Some of that new growth coming out.
I didn’t realize how heavy all those trails at the bottom were until I cut them off. Tucson isn’t ideal for fleshy succulents (we can get a freeze in winter and it’s blasted hot and sunny in the summer) but most of them do fine in bright shade nonetheless. The plant looks a lot happier already to have a portion of those long stems off!
Me & this Trailing Fishhooks hanging out at my house in Santa Barbara, CA a couple of years ago. Fleshy succulents favor the cooler, coastal California climate which makes senses because their leaves & stems are full of water. You can see how much bluer this plant is here rather than in the southern Arizona desert where I now live. Change in color in plants is due to environmental stress.

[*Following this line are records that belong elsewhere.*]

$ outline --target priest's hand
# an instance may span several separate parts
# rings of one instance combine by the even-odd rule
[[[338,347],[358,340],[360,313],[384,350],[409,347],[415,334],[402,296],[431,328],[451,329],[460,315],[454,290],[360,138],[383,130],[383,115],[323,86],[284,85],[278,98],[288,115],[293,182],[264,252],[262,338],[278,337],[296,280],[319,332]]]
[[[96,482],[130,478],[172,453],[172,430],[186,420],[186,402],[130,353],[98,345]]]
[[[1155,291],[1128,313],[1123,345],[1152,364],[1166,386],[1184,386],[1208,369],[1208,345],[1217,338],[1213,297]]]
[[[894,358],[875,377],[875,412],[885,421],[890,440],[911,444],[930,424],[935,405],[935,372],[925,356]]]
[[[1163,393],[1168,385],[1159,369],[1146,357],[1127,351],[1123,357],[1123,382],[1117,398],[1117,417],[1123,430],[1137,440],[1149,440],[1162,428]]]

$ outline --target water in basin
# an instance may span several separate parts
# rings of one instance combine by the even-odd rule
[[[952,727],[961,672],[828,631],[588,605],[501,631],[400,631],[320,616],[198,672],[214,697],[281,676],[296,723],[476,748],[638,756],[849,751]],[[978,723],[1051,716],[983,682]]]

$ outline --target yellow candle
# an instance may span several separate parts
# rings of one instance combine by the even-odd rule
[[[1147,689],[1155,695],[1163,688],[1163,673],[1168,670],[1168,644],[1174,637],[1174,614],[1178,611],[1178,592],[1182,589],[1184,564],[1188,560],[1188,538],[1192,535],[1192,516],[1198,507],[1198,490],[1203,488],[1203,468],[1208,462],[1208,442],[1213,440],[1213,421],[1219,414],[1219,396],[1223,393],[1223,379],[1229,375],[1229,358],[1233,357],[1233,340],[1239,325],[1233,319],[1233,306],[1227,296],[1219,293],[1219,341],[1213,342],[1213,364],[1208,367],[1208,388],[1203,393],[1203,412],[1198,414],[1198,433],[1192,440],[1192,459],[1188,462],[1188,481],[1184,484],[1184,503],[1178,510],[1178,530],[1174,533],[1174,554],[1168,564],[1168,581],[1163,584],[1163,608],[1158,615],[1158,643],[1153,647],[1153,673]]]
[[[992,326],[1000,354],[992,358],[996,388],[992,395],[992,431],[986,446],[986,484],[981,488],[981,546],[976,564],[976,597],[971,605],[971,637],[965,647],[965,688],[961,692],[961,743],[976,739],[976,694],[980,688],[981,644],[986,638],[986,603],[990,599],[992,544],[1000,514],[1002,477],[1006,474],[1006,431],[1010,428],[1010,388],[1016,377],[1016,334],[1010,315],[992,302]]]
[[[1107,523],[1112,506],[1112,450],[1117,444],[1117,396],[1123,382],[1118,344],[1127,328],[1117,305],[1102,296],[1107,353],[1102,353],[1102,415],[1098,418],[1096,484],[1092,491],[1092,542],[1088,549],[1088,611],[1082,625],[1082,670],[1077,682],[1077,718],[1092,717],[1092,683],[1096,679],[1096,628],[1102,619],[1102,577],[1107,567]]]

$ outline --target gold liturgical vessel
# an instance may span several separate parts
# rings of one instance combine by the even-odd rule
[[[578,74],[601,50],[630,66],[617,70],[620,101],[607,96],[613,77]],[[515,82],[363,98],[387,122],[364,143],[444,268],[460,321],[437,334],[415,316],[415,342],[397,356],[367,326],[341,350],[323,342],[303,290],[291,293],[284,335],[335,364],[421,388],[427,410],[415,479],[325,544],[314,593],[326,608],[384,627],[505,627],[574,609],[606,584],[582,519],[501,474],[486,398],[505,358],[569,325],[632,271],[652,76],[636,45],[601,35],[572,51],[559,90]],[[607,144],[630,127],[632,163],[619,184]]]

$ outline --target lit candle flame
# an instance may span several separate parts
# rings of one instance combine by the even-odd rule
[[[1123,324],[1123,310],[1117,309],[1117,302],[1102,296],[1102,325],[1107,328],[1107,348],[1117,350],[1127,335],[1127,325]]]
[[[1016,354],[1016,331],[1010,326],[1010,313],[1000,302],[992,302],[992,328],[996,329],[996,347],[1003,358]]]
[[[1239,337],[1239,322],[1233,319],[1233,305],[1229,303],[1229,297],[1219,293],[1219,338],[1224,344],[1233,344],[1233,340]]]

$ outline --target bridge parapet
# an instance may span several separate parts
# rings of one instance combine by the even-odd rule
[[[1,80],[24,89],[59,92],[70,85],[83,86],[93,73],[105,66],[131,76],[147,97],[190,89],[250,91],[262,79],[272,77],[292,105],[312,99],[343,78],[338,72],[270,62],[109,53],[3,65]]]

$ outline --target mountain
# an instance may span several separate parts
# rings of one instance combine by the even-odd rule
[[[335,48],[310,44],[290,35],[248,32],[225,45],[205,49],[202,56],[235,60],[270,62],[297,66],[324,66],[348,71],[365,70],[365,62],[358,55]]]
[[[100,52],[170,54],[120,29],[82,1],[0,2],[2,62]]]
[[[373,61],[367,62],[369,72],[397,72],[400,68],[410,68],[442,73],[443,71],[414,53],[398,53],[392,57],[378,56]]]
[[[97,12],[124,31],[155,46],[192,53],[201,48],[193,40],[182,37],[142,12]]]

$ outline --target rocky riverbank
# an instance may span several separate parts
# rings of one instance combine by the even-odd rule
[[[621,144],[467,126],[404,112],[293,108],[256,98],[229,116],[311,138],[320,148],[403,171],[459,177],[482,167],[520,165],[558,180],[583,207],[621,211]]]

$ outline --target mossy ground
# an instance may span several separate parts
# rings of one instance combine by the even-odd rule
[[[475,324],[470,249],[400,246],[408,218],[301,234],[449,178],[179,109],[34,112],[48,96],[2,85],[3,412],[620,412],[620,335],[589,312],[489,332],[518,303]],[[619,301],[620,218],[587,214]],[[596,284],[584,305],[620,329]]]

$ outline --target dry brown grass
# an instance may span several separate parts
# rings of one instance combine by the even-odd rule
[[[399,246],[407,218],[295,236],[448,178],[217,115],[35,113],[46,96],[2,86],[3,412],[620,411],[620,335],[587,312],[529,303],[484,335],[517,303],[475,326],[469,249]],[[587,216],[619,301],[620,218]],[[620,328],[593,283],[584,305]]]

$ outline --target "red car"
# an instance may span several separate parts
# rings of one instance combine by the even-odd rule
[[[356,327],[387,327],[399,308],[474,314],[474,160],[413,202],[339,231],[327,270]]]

How I pruned my trail of fishhooks:
First off, I make sure any plant I’m pruning isn’t stressed (ie: dry) and that my pruners or cutting tools are clean and sharp. Make nice, precise cuts so the health of the plant isn’t compromised.
There was nothing too scientific, exacting or artistic about this pruning job. I wanted the plant up off the floor because it grows so fast, especially in the warmer months. Where a stem is cut, new growth will fork off the bottom and sometimes the middle so I wanted to do a bit of thinning out too. You’ll see this in the video.
I put the stems against the background of the white pillar so you could see where I pruned them. Making a cut just below a leaf/node is best.
I use my Fiskar Floral Nips for a project like this because they’re sharp as can be and make clean, precise cuts so all go easier and faster. I’ve used these for years and can highly recommend them for soft-stemmed plants like my String Of Fishhooks.
Succulents can be pruned at any time of year but spring is the best. I avoid winter pruning of these fleshy beauties because the plants are resting.
I don’t cut all the stems so they’re straight across. When those ends start growing & forking off, it can look like a huge blob. That’s why the cuts are staggered. Plus, I like the way this looks better.
Here’s the pile I pruned off this plant. I did a giveaway on my Youtube channel & 3 lucky viewers got quite a few cuttings. Sign up for the newsletter & subscribe to my Youtube channel now; I’ll be doing another giveaway sometime in summer!
My String of Fishhooks Plant In The Coming Months:
Once the new growth starts emerging and growing, I might cut all the older stems off. I’ll see how it’s doing after the hot summer months have passed. One thing I know for sure, I’m keeping up on the pruning so the trails stay at this length. My kitty Riley is happier now too. He can easily run across the patio in pursuit of lizards and snakes without having to detour around the mass of trails on the ground!